Salmon

Tia Juanita’s Fish Camp’s grilled salmon is hands down the best thing on the menu, in my book. The perfectly prepared, tender and flavorful salmon was cloaked in a tangy garlic cream sauce with capers, notes of dill, green onions and a squeeze of lime.

Seafood Enchiladas

The Seafood Enchiladas at Tia Juanita’s Fish Camp are a real treat, stuffed with mozzarella, baby shrimp and crab and smothered in pepper jack cream sauce, fresh blackened scallops and jumbo shrimp — one of my favorite dishes.

Spicy Beef Nachos

The Spicy Beef Nachos are a heaping mound of homemade chips topped with charro beans, seasoned ground beef and a river of queso and melted cheddar jack cheese, with jalapeños and salsa on the side. These nachos are so good that what initially began as my friend and I politely removing chips from our respective sides of the plate quickly devolved into us greedily grabbing the most cheese- and meat-laden nachos we could extract.

Blackened Shrimp and Crab Bread Bowl

Our server recommended the Blackened Shrimp and Crab Bread Bowl, and my friend and I could immediately see why.

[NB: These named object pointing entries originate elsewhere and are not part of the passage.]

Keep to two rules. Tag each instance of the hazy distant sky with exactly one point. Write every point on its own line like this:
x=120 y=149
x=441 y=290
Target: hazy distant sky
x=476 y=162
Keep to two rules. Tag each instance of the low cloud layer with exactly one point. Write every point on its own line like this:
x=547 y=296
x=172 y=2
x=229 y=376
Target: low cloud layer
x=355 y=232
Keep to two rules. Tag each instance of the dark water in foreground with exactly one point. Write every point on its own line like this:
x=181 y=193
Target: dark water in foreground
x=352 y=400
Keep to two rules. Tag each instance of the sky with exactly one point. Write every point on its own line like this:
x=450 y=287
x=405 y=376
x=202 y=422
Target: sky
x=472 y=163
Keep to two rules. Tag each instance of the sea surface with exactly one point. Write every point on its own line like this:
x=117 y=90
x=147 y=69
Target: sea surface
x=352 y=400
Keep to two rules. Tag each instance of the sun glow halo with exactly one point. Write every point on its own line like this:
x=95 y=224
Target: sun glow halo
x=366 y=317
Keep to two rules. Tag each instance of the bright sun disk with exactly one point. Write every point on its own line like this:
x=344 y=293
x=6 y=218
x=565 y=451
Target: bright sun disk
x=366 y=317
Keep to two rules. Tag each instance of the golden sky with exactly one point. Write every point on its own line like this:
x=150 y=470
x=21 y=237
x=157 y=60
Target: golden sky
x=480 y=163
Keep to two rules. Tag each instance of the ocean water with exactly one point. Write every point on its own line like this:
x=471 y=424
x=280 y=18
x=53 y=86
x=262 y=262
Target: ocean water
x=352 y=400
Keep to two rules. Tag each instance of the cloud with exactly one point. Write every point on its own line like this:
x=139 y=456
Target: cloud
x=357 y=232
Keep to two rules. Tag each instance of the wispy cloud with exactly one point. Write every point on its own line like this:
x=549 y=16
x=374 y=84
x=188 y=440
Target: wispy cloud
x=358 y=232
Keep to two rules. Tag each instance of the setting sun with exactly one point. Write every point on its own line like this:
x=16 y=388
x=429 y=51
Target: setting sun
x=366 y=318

He cut into the bread bowl and extracted bites from that covered in the exquisite mix of their pepper jack cream sauce and melted mozzarella highlighted by blackened shrimp and bits of lump crab meat, while I enjoyed dipping the buttered bites of toast and homemade tortilla garnishes into the fondue.

Roast Beef Poboy

Tia Juanita’s Fish Camp’s roast beef poboy is fantastic, with a buttered baguette that’s soft on the inside yet crisp enough on the outside to hold up under the mound of perfectly tender and blissfully salty seasoned roast beef, a nice blanket of melted mozzarella and a delicious au jus to tie it all together.

Sopapilla Cheesecake

The Sopapilla Cheesecake is a creamy vanilla cheesecake ensconced in a cinnamon-dusted sopapilla and topped with a strawberry sauce and piped whipped cream that tasted like icing — a dessert so good I’ve finished my meal with it on each of my five visits.

Blackened Seafood Nachos

The Blackened Seafood Nachos with shrimp and crab are an impressive pile of homemade tortilla chips, shrimp and bits of crab, spicy blackened seasoning, melted mozzarella, mild white queso, pico de gallo, guacamole, jalapeños and a bright, fresh salsa. The freshness of the shrimp struck me first, followed rapidly by the kick of the spices. Each bite just gets better as your palate adjusts to the heat and you dig down into the bottom layers, where chips lurk softened as they soak up the queso.

Blackened Redfish Pontchartrain

The fresh, flaky Blackened Redfish Pontchartrain had great flavor, with a salty, slightly spicy seasoning, light mushroom sauce and bright pineapple pico, sweet shrimp and their tender veggie mix of squash, zucchini and red bell peppers that is often the spiciest thing on the menu.

Crab cakes

The crab cakes at Tia Juanita’s are light, fresh and perfectly delicious — hands down the best crab cakes in town for my money. They’re also a safe choice for those who can’t handle a lot of spice, as long as they stay away from the remoulade on the side, which I loved, but which definitely has a kick. The crab cakes with just a squeeze of lemon alone, however, are also perfectly delicious.

Shrimp and Grits

I ordered the Shrimp and Grits to go for a friend, who kindly allowed me to sample it. The sweet jumbo shrimp in a garlic and tomato sauce is fantastic, but the perfectly creamy pepper jack cheese grits dotted with diced jalapeños are one of the best things on the menu.

Jalapeño Cheese Grits

I’ve ordered a side of the Jalapeño Cheese Grits each time I’ve dined at Tia Juanita’s since first trying them, eating half at the restaurant, where they’re mildly hot, and taking half home to marinate in the fridge and eat later, when the jalapeños really begin to kick in and shine through.

Foodies have been curious about Tia Juanita’s Fish Camp since the fall, when its owners began transforming the former Barnhill’s/Posado’s Cafe building on the south loop into the funky, sea foam green eatery with a long list of disciples at its other locations in Beaumont, Lake Charles, Lumberton, Port Arthur and Winnie.

And after its opening earlier this month to much fanfare, word-of-mouth, packed parking lots and sometimes hour-plus-long wait times for a table, those who haven’t tried it yet are likely wondering whether it’s worth all the fuss.